The Skill Festival, which was organised by the Cameroon Youth Assembly at Biaka University Institute of Buea, last Friday, October 30, brought together dozens of talented and skilful young people who showcased their skills.
The event was meant to showcase to youths what others are doing so they can be motivated to do same, and to tell stakeholders, especially employers, that the youths have skills to offer, according to the event’s organisers.
“What we are doing here is celebrating skills. Unfortunately universities keep churning out degrees, but if the youths don’t have the right skills, both hard and soft skills, to make the required impact in society, they become irrelevant, both to themselves and the society,” said Dr Tanju Kotto, one of the keynote speakers at the event.
He talked to youths about FAME which, he said, stands for focus, attitude, movement and emptiness. He said youths must be focused and look in one direction until they achieve their vision; possess a good attitude towards everyone; move and progress in what they do and empty out anything negative that hinders them.

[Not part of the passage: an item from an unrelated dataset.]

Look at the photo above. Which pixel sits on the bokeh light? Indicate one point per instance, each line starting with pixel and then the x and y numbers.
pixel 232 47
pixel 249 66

“If the world does not know we have these skills, the world cannot enable us make these skills impactful. I don’t believe that there’s unemployment and I do not believe that employment is what is going to solve the problems that we have in our society.
“This is what I believe: if people realise who they are and what they can offer to society, the language not only changes from employment to impact, but it energises the impact, so that instead of talking about employment and unemployment we are talking about impact. You do not need to be employed to make impact in your society, but when you have a marketable skill, your impact becomes very visible,” said Dr Tanju Kotto.
In an era where young people are striving to be successful, youths were advised to recognise their purpose, and pursue it without competing with others.
“Know who you are, first of all know where you come from; you have to avoid competition… some people were born with silver spoons, some have better opportunities than ourselves. You need to know the purpose of life and the purpose of your life…” said Sylvia Keys, a trained coach, TV Anchor and Communication expert.
In drama and spoken word poetry showcased by some youths, they depicted the gruesome killing of young people in the crisis in the English-speaking regions, emphasising on the Kumba school massacre of October 24.
Apart from singing, dancing and comedy performed at the event, youths also exhibited some hand works including cakes, paintings, among others.